As roundly as its policies in the area have been criticized for many years by other industrialized nations, a recent ameliorative move in the realm of child custody by the Japanese government is now being broadly welcomed and even praised by a number of foreign leaders.
A look at the case concerning American Christopher Savoie provides some insight into what has been going on in Japan and drawing derision from a number of foreign governments for years. Savoie was married to a Japanese national, with both of them residing in Tennessee with their children when they obtained a divorce. Savoie was granted full custody of the children.

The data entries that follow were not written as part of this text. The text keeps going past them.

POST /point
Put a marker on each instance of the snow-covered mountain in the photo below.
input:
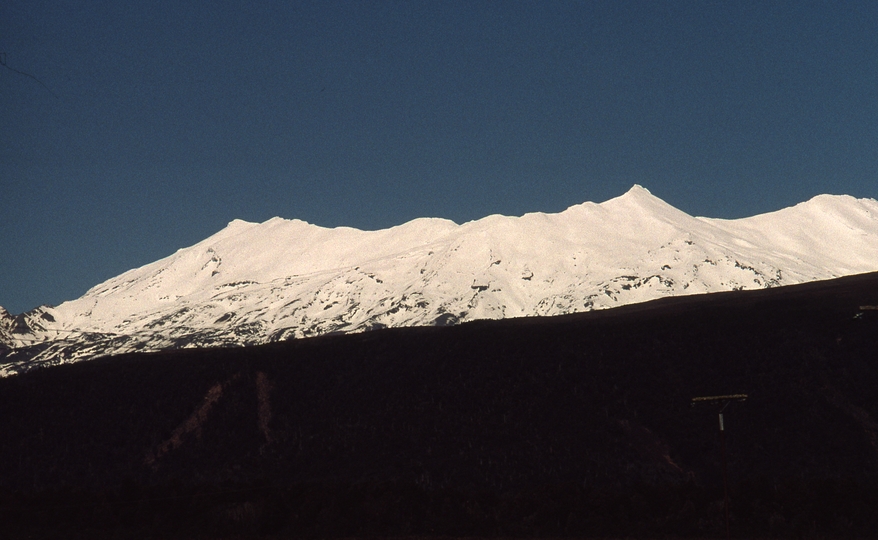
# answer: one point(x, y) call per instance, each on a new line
point(253, 283)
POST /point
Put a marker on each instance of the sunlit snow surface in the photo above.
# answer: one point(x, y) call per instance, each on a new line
point(258, 282)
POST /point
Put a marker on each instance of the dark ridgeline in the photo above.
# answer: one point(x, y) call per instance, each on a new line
point(578, 425)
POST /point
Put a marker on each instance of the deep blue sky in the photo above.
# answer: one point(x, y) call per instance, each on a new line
point(165, 120)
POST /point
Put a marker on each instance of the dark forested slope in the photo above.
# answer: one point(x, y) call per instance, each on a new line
point(572, 425)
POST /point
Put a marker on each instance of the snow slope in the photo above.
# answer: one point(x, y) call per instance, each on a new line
point(259, 282)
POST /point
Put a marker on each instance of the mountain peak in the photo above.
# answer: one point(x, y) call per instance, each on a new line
point(258, 282)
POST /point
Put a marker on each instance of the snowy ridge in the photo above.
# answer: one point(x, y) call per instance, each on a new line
point(254, 283)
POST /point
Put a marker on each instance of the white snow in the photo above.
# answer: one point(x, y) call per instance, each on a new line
point(257, 282)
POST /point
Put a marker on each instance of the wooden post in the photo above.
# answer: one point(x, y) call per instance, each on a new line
point(725, 400)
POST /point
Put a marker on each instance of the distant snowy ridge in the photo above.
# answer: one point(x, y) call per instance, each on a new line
point(254, 283)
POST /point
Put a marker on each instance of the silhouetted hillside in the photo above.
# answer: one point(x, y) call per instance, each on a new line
point(574, 425)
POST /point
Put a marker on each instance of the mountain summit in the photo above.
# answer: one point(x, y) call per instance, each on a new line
point(253, 283)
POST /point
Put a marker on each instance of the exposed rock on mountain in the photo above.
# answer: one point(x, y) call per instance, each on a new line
point(262, 282)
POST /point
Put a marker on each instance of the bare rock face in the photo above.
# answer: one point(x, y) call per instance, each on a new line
point(255, 283)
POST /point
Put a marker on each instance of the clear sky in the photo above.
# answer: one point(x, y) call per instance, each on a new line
point(132, 129)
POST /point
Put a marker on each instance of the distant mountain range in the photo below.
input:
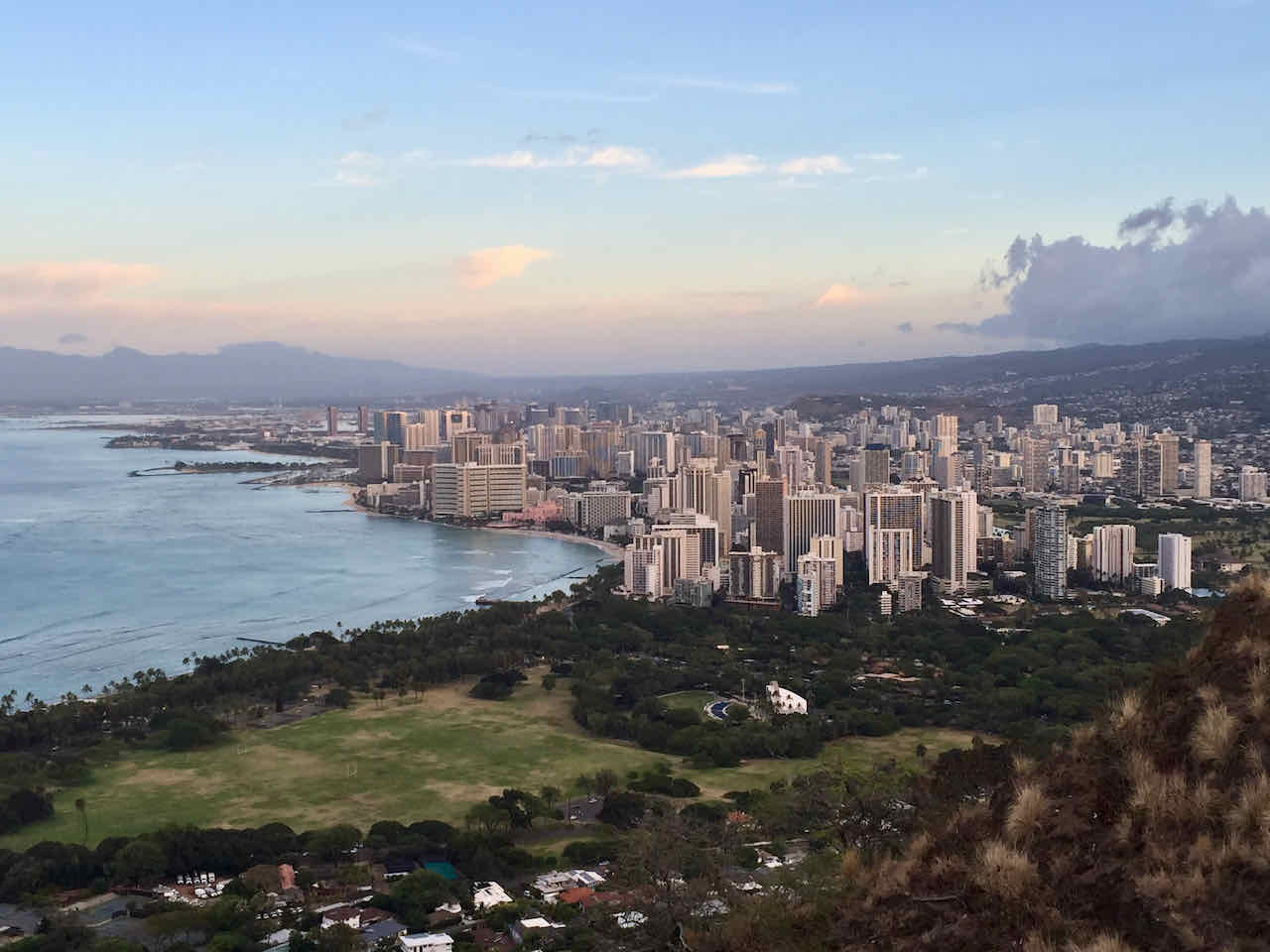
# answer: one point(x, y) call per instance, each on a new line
point(270, 372)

The ex-wife subsequently violated the court order by removing the children to Japan. When Savoie traveled there to bring them back, he was arrested and charged with kidnapping. Authorities eventually set him free, but only on the condition that he return to the United States without his children.
Until last week, Japan’s signature was prominently missing from that of 89 other signatories to the international Hague Convention on child abduction. That omission has long enabled Japanese women, notwithstanding the particulars of any other nation’s court order on custody, to summarily remove their children to Japan and deny the continuing involvement of the other parent. Japanese courts have routinely upheld Japanese law, which in almost all cases gives sole custody to the Japanese female.
Critics of that are now hopeful that at least some meaningful change will ensue following the Japanese Parliament’s unanimous vote last week to join the convention.
Non-Japanese parents with already existing claims likely won’t share in any gains, however. The convention does not apply retroactively.